New Paper - Accuracy of Inference

A couple of weeks ago I put my newest paper on to the arXiv, which you can find here; https://arxiv.org/abs/1711.06287

The paper describes how much we can hope to learn from gravitational-wave observations of black holes, focusing in particular on how well we can constrain our models of the evolution of binary stars. In order to calculate this I used COMPAS, the binary evolution simulation software we are developing here in Birmingham, and a technique called Fisher information matrices.

If you have a model, which depends on some parameters \{\lambda\}, and makes predictions about some observable random variable, then the Fisher information quantifies how sensitive the expected observations are to changes in the underlying parameters. If some parameters have a large effect on our expected observations, then it makes sense that we can learn a lot about them.

I calculated the Fisher matrix by running COMPAS (a lot!) and seeing how the output changed with respect to four different bits of physics; the strength of supernova kicks, the ferocity of stellar winds during two different stellar evolutionary phases, and the frictional energetics during the common envelope phase. Below is the money plot from the paper.
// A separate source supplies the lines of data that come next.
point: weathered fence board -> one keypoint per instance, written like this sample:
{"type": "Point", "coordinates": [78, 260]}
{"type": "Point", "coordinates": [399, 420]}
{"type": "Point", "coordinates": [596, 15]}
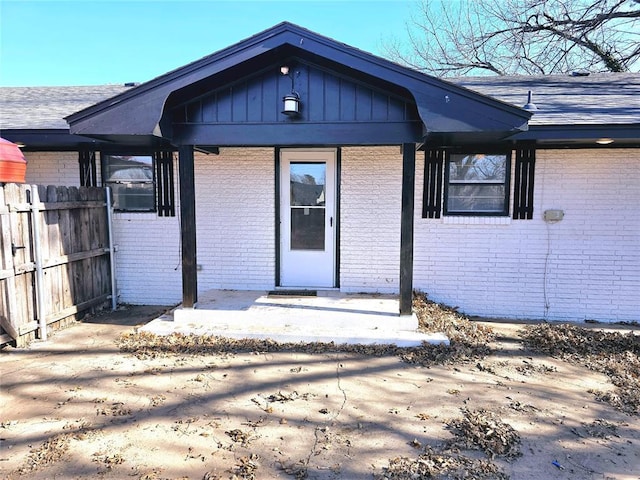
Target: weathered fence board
{"type": "Point", "coordinates": [54, 257]}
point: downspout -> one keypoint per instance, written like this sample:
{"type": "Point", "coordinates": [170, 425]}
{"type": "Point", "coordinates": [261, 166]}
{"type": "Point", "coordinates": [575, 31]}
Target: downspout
{"type": "Point", "coordinates": [112, 259]}
{"type": "Point", "coordinates": [37, 254]}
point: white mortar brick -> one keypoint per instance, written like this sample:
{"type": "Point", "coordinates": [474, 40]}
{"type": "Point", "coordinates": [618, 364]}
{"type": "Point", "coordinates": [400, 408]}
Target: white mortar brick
{"type": "Point", "coordinates": [235, 211]}
{"type": "Point", "coordinates": [586, 266]}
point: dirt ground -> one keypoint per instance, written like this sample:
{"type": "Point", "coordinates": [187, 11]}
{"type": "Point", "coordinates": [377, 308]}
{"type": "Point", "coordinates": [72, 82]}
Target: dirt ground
{"type": "Point", "coordinates": [76, 407]}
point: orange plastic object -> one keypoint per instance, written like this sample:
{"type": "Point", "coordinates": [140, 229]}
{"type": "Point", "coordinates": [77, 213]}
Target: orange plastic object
{"type": "Point", "coordinates": [13, 166]}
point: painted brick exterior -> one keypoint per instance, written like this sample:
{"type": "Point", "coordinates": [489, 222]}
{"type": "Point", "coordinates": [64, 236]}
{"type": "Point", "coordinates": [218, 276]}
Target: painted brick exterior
{"type": "Point", "coordinates": [370, 203]}
{"type": "Point", "coordinates": [53, 168]}
{"type": "Point", "coordinates": [587, 266]}
{"type": "Point", "coordinates": [235, 210]}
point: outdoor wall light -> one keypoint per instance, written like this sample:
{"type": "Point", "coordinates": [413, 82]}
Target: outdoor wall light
{"type": "Point", "coordinates": [530, 105]}
{"type": "Point", "coordinates": [291, 101]}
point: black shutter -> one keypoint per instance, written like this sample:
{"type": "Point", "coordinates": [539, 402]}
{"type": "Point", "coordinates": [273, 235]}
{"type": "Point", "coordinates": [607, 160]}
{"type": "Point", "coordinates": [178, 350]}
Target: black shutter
{"type": "Point", "coordinates": [165, 195]}
{"type": "Point", "coordinates": [523, 188]}
{"type": "Point", "coordinates": [87, 163]}
{"type": "Point", "coordinates": [432, 191]}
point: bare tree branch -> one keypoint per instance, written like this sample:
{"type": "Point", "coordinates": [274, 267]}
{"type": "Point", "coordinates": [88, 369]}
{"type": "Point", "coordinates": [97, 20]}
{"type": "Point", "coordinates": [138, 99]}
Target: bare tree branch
{"type": "Point", "coordinates": [501, 37]}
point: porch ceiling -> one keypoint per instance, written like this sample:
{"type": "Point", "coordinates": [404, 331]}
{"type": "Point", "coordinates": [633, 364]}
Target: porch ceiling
{"type": "Point", "coordinates": [148, 110]}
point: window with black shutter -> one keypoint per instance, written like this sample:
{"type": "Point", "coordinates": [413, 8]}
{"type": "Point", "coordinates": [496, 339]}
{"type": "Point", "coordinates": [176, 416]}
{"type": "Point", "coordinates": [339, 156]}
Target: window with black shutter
{"type": "Point", "coordinates": [476, 183]}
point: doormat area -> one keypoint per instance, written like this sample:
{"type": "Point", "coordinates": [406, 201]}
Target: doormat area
{"type": "Point", "coordinates": [293, 293]}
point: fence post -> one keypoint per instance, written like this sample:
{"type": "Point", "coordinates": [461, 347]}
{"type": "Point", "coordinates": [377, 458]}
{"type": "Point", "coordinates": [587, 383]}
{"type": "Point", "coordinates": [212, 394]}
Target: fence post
{"type": "Point", "coordinates": [37, 254]}
{"type": "Point", "coordinates": [112, 259]}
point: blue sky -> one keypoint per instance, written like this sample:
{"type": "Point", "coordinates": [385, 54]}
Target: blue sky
{"type": "Point", "coordinates": [87, 42]}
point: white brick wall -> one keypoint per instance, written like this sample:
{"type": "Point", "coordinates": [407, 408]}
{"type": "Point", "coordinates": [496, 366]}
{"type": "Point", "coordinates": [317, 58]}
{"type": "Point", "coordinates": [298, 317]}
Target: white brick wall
{"type": "Point", "coordinates": [53, 168]}
{"type": "Point", "coordinates": [235, 211]}
{"type": "Point", "coordinates": [586, 266]}
{"type": "Point", "coordinates": [370, 219]}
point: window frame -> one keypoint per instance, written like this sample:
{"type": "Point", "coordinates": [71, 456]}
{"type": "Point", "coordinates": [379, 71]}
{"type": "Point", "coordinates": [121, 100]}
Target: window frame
{"type": "Point", "coordinates": [507, 153]}
{"type": "Point", "coordinates": [154, 181]}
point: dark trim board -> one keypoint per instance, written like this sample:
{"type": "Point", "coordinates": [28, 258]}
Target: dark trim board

The plot shows how accurately we will be able to measure each of these parameters after 1000 observations of binary black holes. The fuzziness comes from a quantification of the various sources of uncertainty in this process. It also shows how the different parameters behave with respect to each other (their correlation). The way I like to think about this plot is in terms of null hypothesis testing. If we find the truth is a massive outlier with respect to these distributions, then we reject the null hypothesis that our model is correct. This plot shows that the model doesn't have to be wrong by more than a few percent before we can rule out our model.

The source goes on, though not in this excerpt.